With respect to the RDF export I'd advocate for: 1) an RDF format with one fact per line. 2) the use of a mature/proven RDF generation framework.
Optimizing too early based on a limited and/or biased view of the potential use cases may not be a good idea in the long run. I'd rather keep it simple and standard at the data publishing level, and let consumers access data easily and optimize processing to their need.

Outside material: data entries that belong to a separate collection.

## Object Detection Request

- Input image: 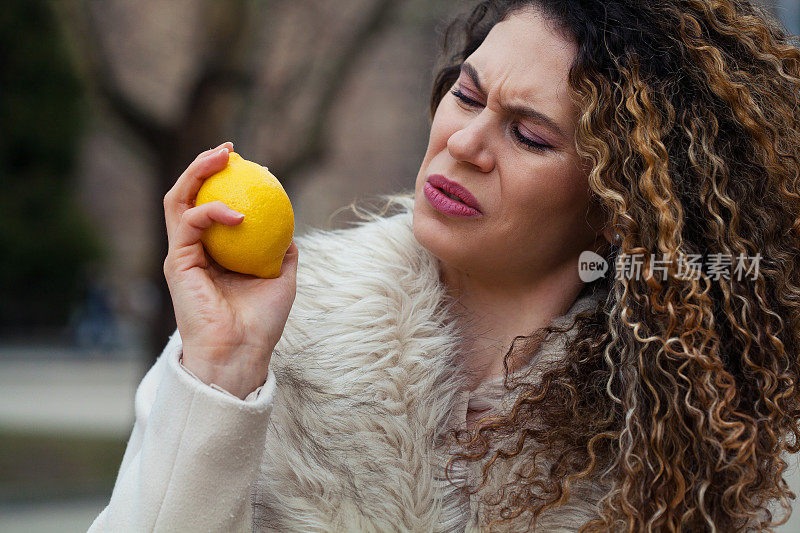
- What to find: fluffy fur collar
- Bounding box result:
[252,195,608,531]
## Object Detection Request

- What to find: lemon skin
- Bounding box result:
[195,152,294,278]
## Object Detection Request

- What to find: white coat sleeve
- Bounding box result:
[88,328,277,532]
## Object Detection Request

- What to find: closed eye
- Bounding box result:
[449,88,551,152]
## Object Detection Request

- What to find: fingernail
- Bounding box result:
[226,205,244,218]
[218,147,229,156]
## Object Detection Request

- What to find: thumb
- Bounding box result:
[279,240,299,279]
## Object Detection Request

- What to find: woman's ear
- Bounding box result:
[603,226,615,245]
[587,197,615,245]
[603,226,622,247]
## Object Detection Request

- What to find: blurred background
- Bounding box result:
[0,0,797,531]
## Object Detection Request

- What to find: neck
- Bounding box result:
[439,258,586,390]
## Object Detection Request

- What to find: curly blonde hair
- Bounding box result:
[422,0,800,530]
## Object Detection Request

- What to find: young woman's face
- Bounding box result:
[413,9,607,284]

Also, I should not have to run a preprocessing step for filtering out the pieces of data that do not follow the standardŠ
Note that I also understand the need for a format that groups every facts about an subject into one record, and serialize them one record per line. It sometime makes life easier for bulk processing of large datasets. But that's a different discussion.
-- Nicolas Torzec.
On 8/12/13 1:49 AM, "Markus Krötzsch" markus@semantic-mediawiki.org wrote:
On 11/08/13 22:29, Tom Morris wrote:
On Sat, Aug 10, 2013 at 2:30 PM, Markus Krötzsch <markus@semantic-mediawiki.org mailto:markus@semantic-mediawiki.org> wrote:
Anyway, if you restrict yourself to tools that are installed by default on your system, then it will be difficult to do many interesting things with a 4.5G RDF file ;-) Seriously, the RDF dump is really meant specifically for tools that take RDF inputs. It is not very straightforward to encode all of Wikidata in triples, and it leads to some inconvenient constructions (especially a lot of reification). If you don't actually want to use an RDF tool and you are just interested in the data, then there would be easier ways of getting it.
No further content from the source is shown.